The Rolodex pane opens up for multi-file specifications

This new experience lets you see violations in context inside each file, even though everything is part of a single large graph.

Not only can you jump to external references (to JSON pointers in other files or direct fragments), but you can also see and diagnose them in real-time.

Even Markdown files or sample code referenced by the graph are integrated seamlessly.

Exploring exploded and distributed specs is so much easier

Only the files that are referenced are loaded into the rolodex, notice nothing except the specification files are rendered.

Nuke it

When you’re ready to start fresh, hit the Nuke Workspace option (the nuclear icon next to the disabled import button).

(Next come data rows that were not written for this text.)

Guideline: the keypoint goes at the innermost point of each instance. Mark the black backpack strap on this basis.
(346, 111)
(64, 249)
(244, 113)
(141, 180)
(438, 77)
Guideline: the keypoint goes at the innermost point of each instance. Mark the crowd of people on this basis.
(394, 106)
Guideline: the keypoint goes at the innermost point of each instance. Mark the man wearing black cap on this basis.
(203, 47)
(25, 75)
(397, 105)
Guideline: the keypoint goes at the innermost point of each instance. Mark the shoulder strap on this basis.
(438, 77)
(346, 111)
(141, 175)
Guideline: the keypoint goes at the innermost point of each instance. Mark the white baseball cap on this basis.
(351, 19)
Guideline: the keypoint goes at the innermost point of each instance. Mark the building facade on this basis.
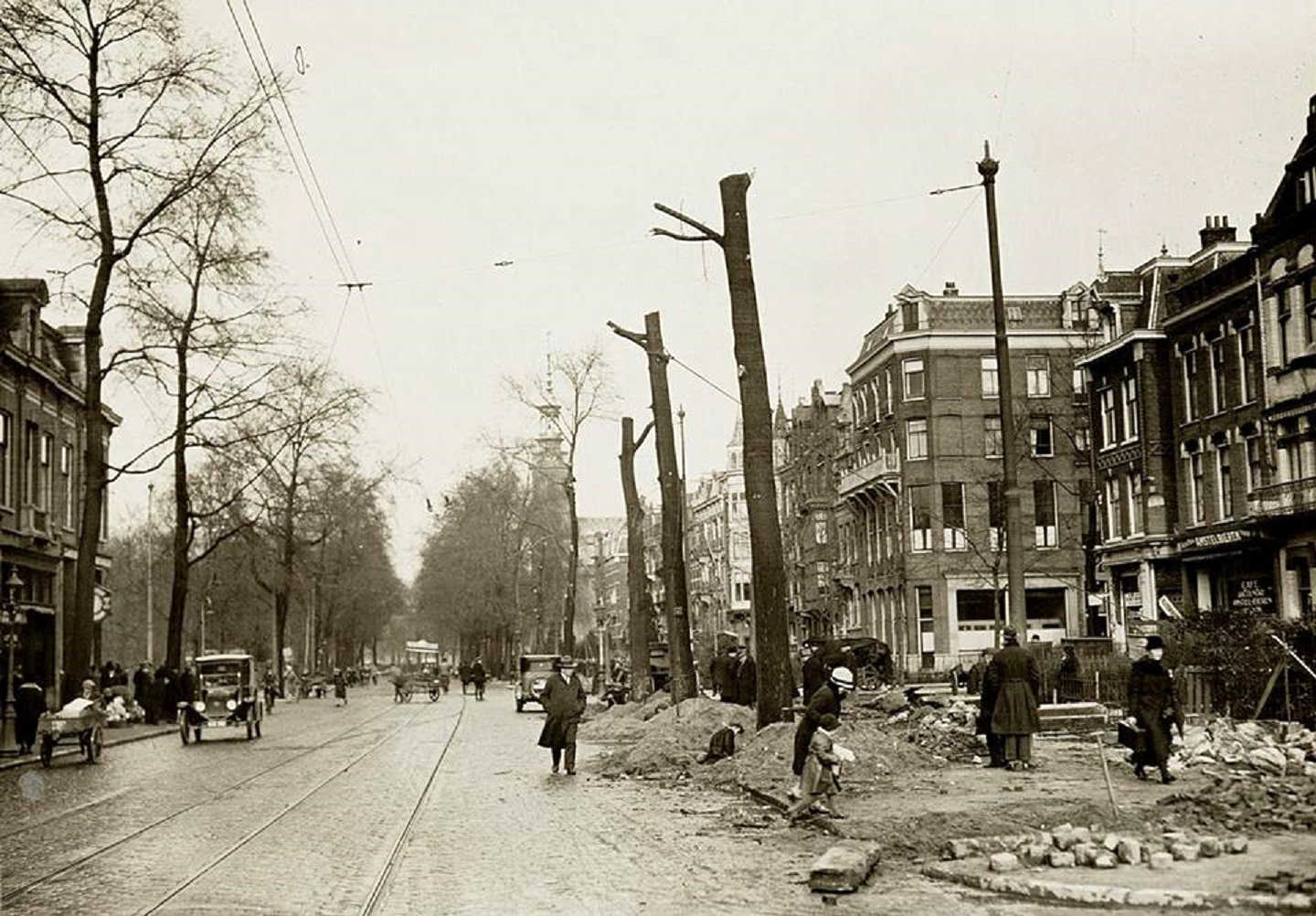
(920, 473)
(42, 442)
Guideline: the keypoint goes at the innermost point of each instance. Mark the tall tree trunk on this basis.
(771, 638)
(639, 619)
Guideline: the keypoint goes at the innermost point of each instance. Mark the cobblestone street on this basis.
(320, 816)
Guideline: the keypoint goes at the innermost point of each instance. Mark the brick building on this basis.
(42, 442)
(923, 553)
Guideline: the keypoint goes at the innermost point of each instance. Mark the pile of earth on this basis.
(1273, 748)
(672, 739)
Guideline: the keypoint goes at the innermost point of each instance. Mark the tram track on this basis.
(292, 805)
(14, 894)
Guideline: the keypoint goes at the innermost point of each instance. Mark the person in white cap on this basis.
(825, 700)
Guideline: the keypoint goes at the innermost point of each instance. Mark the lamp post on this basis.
(9, 617)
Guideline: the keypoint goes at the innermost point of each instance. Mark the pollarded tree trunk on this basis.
(771, 634)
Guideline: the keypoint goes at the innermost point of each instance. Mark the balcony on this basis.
(1289, 497)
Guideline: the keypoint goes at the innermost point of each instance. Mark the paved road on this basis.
(398, 808)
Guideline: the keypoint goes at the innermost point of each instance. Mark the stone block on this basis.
(1186, 852)
(1161, 861)
(1059, 858)
(844, 868)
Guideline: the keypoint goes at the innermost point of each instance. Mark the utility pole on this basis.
(150, 578)
(1010, 458)
(675, 598)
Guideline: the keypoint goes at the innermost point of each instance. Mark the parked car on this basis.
(535, 671)
(228, 697)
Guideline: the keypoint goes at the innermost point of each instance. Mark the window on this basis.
(953, 517)
(1038, 377)
(995, 515)
(1135, 488)
(1224, 484)
(1252, 451)
(66, 470)
(1190, 386)
(1044, 514)
(992, 382)
(1196, 497)
(993, 445)
(1247, 353)
(1109, 434)
(1283, 319)
(1219, 399)
(1112, 509)
(916, 440)
(1040, 434)
(1130, 407)
(915, 382)
(920, 517)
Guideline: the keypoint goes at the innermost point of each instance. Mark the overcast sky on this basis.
(451, 136)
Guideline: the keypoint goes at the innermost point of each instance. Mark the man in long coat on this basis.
(1016, 683)
(564, 702)
(827, 700)
(1154, 704)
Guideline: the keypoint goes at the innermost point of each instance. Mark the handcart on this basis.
(89, 725)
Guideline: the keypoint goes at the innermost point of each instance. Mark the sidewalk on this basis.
(66, 748)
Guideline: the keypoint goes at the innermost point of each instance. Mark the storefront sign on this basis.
(1255, 594)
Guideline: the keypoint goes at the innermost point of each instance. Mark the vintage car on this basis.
(535, 671)
(228, 695)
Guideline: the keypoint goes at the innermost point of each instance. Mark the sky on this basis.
(453, 136)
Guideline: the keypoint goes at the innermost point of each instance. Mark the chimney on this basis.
(1216, 230)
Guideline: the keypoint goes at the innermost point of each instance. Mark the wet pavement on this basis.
(377, 807)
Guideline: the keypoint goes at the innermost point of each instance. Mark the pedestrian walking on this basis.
(564, 702)
(825, 702)
(478, 678)
(1153, 704)
(340, 687)
(27, 704)
(822, 770)
(1014, 682)
(747, 678)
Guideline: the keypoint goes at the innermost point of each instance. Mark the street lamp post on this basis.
(9, 617)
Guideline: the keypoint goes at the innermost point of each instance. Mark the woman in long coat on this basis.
(1154, 704)
(1016, 682)
(564, 702)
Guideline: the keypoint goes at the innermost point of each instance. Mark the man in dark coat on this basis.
(1153, 703)
(720, 671)
(747, 678)
(564, 702)
(1016, 683)
(827, 700)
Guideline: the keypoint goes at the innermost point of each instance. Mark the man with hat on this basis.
(1016, 682)
(825, 700)
(564, 702)
(1153, 703)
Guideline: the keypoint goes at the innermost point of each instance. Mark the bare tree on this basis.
(771, 626)
(587, 389)
(115, 122)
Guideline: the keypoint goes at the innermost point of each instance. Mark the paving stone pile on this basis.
(1274, 748)
(1247, 802)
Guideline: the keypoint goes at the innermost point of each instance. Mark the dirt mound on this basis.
(670, 740)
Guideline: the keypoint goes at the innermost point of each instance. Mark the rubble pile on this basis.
(1249, 802)
(1271, 748)
(672, 739)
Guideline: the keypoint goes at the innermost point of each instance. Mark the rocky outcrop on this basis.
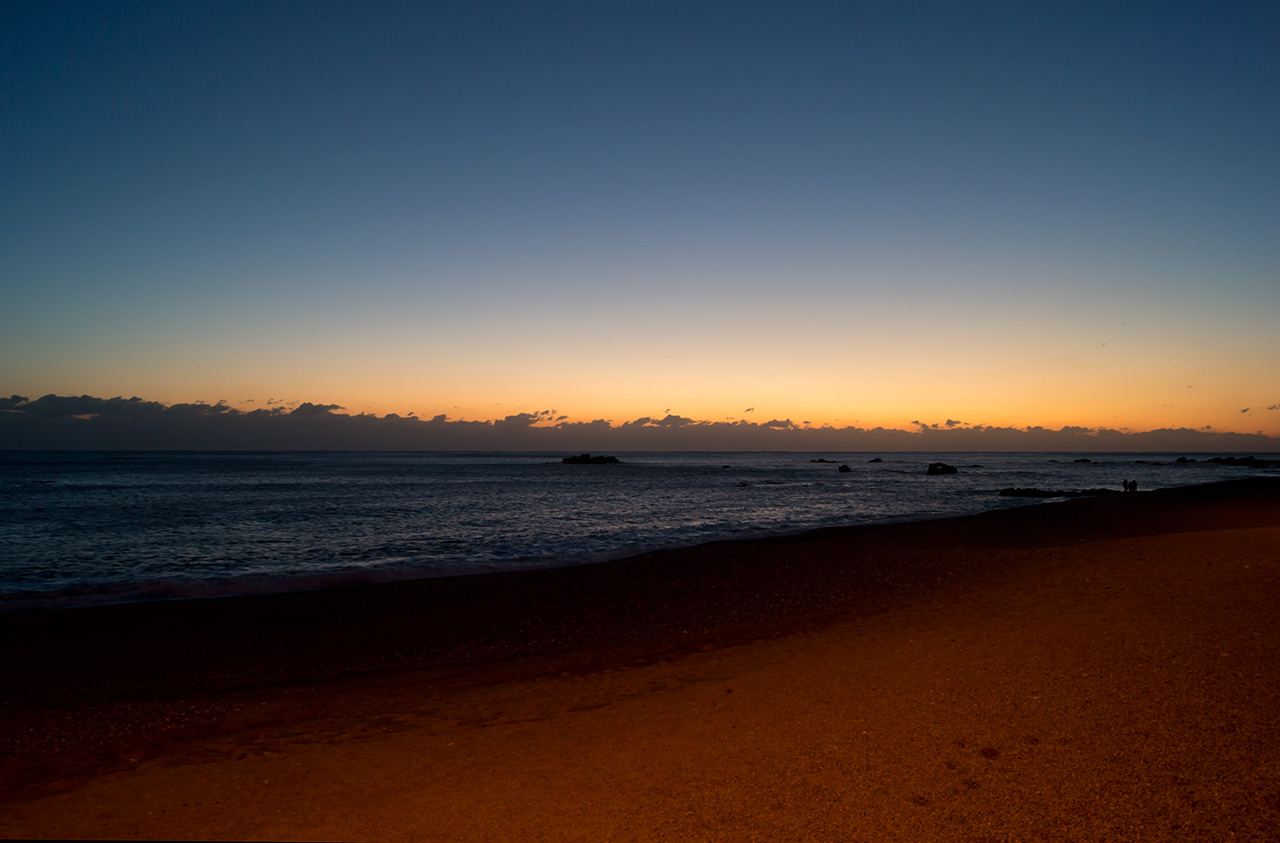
(588, 459)
(1055, 493)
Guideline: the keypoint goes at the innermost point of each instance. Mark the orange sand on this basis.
(1091, 670)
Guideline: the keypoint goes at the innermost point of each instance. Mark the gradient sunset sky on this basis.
(833, 212)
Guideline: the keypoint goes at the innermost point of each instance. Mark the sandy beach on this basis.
(1097, 669)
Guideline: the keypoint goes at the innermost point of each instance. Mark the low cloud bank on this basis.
(56, 422)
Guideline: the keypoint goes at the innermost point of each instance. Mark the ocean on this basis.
(80, 528)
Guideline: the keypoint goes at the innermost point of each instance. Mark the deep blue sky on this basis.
(858, 212)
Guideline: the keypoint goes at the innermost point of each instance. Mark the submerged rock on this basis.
(588, 459)
(1055, 493)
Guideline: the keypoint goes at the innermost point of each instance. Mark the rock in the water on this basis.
(1055, 493)
(588, 459)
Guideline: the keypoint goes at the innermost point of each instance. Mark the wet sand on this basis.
(1092, 669)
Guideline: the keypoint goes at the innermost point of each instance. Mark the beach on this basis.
(1093, 669)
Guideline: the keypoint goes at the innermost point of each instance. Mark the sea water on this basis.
(105, 527)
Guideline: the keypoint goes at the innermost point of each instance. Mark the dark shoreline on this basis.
(640, 606)
(131, 695)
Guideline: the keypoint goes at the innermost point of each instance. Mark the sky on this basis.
(901, 215)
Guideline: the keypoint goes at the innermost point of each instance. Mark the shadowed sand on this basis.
(1092, 670)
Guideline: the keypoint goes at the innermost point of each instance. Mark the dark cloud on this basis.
(307, 409)
(132, 424)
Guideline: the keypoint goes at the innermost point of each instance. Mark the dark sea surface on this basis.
(105, 527)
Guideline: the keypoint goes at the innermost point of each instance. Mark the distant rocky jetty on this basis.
(588, 459)
(1056, 493)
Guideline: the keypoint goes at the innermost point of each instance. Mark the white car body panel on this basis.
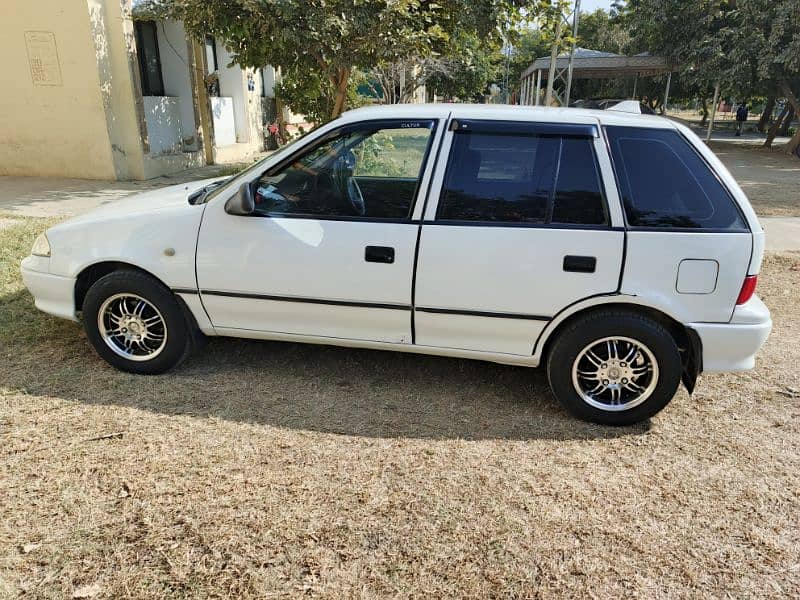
(651, 271)
(508, 270)
(306, 260)
(516, 271)
(138, 230)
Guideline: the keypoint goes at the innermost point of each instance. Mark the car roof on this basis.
(506, 112)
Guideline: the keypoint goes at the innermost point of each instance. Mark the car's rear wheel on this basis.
(614, 367)
(135, 323)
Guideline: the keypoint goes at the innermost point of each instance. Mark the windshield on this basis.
(257, 165)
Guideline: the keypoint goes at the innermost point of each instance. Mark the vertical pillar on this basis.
(666, 91)
(548, 97)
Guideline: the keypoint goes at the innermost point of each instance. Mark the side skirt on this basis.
(506, 359)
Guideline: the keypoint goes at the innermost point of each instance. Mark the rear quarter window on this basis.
(665, 183)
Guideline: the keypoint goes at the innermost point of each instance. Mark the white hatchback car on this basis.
(616, 249)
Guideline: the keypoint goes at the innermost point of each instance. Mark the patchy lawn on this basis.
(769, 177)
(269, 469)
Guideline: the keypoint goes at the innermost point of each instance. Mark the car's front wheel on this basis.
(614, 367)
(135, 323)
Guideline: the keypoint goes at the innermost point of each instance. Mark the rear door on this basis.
(689, 244)
(518, 227)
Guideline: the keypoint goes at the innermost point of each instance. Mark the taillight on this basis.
(748, 289)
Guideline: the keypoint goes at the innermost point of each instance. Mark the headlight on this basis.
(41, 247)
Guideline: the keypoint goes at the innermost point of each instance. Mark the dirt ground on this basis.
(769, 177)
(273, 470)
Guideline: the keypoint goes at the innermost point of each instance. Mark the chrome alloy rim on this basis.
(132, 327)
(615, 373)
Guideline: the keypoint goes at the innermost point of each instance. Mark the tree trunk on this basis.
(787, 121)
(794, 143)
(340, 82)
(773, 130)
(766, 115)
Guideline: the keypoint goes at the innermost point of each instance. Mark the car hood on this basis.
(165, 199)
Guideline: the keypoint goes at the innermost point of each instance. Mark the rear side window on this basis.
(665, 183)
(508, 177)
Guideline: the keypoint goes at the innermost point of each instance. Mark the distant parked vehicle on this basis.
(614, 249)
(606, 104)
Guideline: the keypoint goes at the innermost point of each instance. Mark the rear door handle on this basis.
(383, 254)
(580, 264)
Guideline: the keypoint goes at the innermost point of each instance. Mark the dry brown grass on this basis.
(267, 469)
(768, 176)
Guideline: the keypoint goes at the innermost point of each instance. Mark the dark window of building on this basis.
(367, 170)
(666, 183)
(522, 178)
(211, 54)
(149, 58)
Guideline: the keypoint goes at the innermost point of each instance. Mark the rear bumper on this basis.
(733, 346)
(52, 294)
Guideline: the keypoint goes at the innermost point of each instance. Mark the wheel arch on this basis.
(686, 339)
(94, 272)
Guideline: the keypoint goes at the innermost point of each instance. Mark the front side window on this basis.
(508, 177)
(665, 183)
(370, 170)
(149, 58)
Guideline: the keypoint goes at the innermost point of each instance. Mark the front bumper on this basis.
(53, 294)
(733, 346)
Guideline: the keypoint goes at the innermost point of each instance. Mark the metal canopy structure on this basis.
(592, 64)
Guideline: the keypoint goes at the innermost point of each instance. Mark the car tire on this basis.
(614, 367)
(135, 323)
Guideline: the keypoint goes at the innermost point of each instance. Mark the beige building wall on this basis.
(68, 108)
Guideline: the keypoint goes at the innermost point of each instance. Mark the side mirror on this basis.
(241, 204)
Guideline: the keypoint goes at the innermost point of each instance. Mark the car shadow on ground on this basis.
(298, 386)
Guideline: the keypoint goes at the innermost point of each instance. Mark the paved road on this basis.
(56, 196)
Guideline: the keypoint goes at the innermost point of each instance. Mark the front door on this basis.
(521, 230)
(329, 251)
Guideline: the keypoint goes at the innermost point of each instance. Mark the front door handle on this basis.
(383, 254)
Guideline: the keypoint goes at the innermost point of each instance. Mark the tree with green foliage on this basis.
(752, 47)
(320, 44)
(468, 69)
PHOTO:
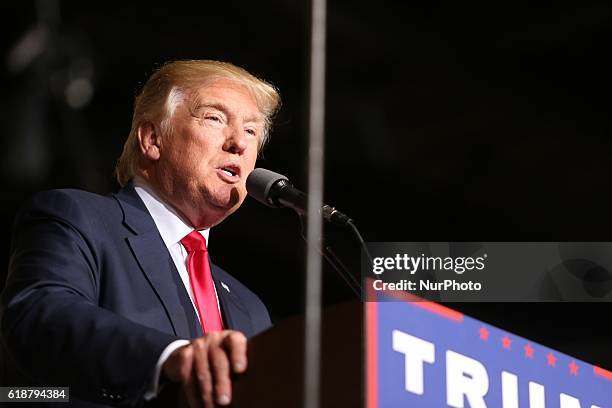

It wipes everything clean—no take-backs.

Nuke it and destroy it all

Then re-import the same thing, but this time use the URL to the Redocly OpenAPI spec. The experience remains the same, except the directory structure is now the full remote path to the spec, instead of the ZIP file structure.

Let’s go hard

The Redocly’s OpenAPI starter example is a simple, practical example.

But what if we want to see a massive spec? A monster. Let’s ask the doctor to read the DigitalOcean OpenAPI spec.

It’s over 1,600 files with hundreds of thousands of references. It destroys most tools, but not the Doctor!

Paste the Digital Ocean OpenAPI Spec URL into the Doctor, and it’ll chomp through the entire graph.

Sucking down the monster from the internet

Give it a couple of seconds to load, and a second or two for the browser to render—and you’re in.

Explore the monster, now defeated by the doctor

The Grand Challenge

Now, try importing the DigitalOcean spec into any other OpenAPI editor or tool.

If you can find one that:

  • Doesn’t blow up
  • Doesn’t fail or error out
  • Actually shows the remote file system
  • Allows contextual exploring and debugging

…I’ll buy you and your family dinner.